In addition to the complete set of data on the chemistry and manufacturing required, the set of data presented in relation to a biological
product to be registered by comparability development must support a great number of data, aiming at demonstrating the similarity
with the CBP, including a detailed characterization of the BP and CBP. In order for a biological product to be registered by
comparability development, the similarity must be essentially determined through strict and extensive studies. To evaluate the
comparability, the manufacturer must make a full physical-chemical and biological characterization in direct comparisons with the
CBP. All quality aspects and product heterogeneity must be evaluated.

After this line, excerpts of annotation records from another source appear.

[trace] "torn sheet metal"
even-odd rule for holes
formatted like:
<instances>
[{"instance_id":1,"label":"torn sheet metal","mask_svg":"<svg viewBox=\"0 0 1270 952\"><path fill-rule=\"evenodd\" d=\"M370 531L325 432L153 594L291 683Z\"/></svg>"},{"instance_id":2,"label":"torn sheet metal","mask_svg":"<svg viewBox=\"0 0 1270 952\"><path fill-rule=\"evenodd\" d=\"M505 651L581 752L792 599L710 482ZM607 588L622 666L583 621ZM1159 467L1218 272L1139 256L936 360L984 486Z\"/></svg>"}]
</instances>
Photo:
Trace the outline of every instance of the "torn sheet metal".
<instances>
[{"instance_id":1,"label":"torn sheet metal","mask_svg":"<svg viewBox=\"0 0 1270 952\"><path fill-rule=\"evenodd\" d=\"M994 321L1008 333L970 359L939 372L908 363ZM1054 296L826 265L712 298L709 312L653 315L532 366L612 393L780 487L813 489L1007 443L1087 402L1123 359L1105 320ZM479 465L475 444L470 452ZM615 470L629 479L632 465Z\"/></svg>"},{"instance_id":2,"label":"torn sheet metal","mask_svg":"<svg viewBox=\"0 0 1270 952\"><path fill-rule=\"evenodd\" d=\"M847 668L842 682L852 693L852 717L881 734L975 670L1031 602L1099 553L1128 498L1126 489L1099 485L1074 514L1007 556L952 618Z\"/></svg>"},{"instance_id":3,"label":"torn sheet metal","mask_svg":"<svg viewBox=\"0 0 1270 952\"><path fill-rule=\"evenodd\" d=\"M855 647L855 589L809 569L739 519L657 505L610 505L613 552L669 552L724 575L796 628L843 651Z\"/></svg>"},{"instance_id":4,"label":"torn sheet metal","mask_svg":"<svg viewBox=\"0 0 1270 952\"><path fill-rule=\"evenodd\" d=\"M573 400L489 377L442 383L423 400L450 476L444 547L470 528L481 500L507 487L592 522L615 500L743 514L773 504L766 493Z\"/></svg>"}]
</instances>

Due to the non-availability of the active ingredient isolated for the CBP, the BP manufacturer will normally be using a finished CBP
for the comparability exercise. The finished biological product, by definition, will be in the final dosage form containing the active
ingredient(s) formulated with the excipients. In cases where the excipients do not limit the sensitivity of the tests used for the
characterization, the study can be conducted through the finished CBP.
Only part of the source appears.